Meine bevorzugte Variante:
6 cl Tanqueray No.10 (Gin)
1 Spritzer Noilly Prat (Vermouth)
eine große Zitronenzeste
Die Zitronenzeste sollte ca. 6 cm lang und gut einen cm breit sein und ihre Rückseite von möglichst viel weißen Anteilen (enthalten unangenehme Bitterstoffe) befreit sein.
Das Cocktailglas mit zerstoßenem Eis füllen und ca 4 Minuten kühlen lassen, in dieser Zeit die Zutaten bis auf die Zeste in ein gekühltes Rührglas geben und schon zwei- bis dreimal kurz anrühren ohne Zugabe von richtig kaltem Eis. Dann richtig kalte Volleiswürfel hinzugeben und langsam aber stetig verrühren.

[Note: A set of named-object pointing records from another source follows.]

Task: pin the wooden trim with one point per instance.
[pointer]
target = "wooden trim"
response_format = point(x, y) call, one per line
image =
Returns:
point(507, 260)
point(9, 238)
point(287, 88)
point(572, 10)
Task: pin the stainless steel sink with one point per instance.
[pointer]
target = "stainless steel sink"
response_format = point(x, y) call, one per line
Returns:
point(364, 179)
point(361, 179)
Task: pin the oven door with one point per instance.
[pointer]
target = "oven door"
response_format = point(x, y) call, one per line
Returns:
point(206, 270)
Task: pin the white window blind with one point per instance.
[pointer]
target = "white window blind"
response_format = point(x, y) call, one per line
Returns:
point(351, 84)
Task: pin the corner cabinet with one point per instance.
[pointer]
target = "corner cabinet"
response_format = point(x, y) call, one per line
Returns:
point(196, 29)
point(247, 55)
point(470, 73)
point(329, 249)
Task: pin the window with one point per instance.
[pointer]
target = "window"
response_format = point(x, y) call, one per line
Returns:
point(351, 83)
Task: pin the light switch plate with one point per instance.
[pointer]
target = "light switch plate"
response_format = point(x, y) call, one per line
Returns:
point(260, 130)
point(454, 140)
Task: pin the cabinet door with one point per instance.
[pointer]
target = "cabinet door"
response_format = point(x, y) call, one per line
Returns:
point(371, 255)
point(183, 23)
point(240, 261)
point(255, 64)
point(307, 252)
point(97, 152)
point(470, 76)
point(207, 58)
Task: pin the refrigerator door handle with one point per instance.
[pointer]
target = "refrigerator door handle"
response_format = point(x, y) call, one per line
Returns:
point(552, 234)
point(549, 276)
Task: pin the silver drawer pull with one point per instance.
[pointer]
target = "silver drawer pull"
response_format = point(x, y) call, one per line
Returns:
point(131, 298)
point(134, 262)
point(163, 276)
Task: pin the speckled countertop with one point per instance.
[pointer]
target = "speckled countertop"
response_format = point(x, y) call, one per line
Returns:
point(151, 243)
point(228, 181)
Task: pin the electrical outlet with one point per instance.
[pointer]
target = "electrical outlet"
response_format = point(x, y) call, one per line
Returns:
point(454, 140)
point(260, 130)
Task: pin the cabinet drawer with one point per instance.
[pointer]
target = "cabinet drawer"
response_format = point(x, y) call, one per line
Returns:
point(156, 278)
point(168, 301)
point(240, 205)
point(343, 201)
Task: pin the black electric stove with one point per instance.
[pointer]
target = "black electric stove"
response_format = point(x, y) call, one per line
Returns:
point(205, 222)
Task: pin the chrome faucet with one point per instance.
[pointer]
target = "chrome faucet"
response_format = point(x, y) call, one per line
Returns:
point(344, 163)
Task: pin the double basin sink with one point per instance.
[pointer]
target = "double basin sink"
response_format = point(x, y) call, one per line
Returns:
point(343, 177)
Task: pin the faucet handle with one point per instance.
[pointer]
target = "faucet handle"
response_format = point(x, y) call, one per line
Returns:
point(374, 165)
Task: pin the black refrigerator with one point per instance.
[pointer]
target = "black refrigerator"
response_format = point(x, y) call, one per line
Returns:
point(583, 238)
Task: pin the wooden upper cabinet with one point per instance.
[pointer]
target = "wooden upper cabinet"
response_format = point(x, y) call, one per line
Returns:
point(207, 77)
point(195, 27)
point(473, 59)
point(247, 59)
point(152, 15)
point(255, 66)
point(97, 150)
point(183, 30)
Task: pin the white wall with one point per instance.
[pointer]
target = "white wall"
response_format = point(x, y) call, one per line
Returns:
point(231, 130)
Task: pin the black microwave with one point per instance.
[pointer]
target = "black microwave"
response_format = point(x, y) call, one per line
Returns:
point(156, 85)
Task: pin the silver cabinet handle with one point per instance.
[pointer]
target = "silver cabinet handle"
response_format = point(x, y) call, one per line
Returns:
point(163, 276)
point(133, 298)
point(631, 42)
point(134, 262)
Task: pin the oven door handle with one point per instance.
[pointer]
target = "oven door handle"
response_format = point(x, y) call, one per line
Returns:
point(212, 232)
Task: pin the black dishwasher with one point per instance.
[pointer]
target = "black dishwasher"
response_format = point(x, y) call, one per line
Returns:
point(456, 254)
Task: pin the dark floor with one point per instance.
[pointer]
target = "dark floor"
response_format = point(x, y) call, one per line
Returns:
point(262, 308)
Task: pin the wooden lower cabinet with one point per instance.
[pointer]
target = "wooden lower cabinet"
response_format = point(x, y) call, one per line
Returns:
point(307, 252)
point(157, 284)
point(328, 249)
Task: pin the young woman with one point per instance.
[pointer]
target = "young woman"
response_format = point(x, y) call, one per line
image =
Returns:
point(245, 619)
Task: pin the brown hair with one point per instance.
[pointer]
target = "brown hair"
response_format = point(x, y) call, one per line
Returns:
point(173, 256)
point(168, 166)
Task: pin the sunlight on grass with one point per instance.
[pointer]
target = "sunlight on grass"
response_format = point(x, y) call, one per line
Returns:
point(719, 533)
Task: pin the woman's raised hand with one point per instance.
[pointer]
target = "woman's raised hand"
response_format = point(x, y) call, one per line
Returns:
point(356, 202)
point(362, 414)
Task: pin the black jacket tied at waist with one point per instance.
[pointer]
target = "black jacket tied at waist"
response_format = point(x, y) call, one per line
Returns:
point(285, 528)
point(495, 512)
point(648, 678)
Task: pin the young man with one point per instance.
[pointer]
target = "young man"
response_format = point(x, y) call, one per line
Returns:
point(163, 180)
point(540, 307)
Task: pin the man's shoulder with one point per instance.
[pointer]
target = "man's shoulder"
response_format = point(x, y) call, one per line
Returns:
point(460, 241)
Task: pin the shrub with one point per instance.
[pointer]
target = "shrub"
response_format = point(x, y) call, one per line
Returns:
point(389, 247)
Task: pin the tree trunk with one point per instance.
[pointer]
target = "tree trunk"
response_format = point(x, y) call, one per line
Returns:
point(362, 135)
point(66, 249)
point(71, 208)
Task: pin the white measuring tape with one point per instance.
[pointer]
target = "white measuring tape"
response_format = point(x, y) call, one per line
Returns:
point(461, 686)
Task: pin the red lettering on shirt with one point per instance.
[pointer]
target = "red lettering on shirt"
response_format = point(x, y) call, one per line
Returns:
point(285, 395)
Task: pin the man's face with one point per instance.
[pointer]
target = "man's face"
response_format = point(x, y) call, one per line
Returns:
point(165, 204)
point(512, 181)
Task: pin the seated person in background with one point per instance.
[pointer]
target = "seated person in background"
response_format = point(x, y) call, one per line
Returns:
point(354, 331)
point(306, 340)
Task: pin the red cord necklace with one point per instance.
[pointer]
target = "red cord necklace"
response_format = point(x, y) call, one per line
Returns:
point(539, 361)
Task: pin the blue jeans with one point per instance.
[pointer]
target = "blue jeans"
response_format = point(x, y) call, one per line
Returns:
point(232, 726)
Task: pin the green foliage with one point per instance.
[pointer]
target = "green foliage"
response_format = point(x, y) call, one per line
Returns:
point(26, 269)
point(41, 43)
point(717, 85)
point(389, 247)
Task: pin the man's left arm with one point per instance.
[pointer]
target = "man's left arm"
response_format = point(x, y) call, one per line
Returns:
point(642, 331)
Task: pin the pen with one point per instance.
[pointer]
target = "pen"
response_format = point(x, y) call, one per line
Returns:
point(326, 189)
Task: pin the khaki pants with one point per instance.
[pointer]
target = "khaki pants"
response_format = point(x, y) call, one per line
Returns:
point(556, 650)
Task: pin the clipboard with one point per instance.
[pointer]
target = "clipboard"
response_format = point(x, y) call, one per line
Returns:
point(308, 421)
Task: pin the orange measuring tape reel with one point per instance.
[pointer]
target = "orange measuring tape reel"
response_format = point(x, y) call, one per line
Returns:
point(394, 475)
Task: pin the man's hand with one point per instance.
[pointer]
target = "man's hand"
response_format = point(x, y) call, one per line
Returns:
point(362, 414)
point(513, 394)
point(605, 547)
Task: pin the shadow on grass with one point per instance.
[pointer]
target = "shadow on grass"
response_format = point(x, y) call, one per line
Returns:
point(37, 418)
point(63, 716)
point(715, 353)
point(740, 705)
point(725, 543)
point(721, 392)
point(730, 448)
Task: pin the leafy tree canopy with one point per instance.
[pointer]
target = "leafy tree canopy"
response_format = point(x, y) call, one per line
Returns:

Das zerstoßene Eis aus dem Cocktailglas entfernen, den Rand und den Boden des Glases mit der angedrückten Zeste einreiben und die Zeste im Glas belassen. Nun das Getränk in das Cocktailglas abseihen.
23. Februar 2010 um 22:54
Hallo Drinkmix,
vielen Dank für diese Variante – werde ich ausprobieren, sobald ich den Gin in die Finger bekomme…
viele Grüße
Sven
9. März 2010 um 10:38
Na hier fühl ich mich doch zuhause. Sehr sympathisch diese Koch-Seite. Ich liebe Gin. Werde beide Varianten in kürze versuchen. Na ja, sobald ich eben die besagten Gin Sorten bekomme. Ich lasse Euch wiessen, wie es war.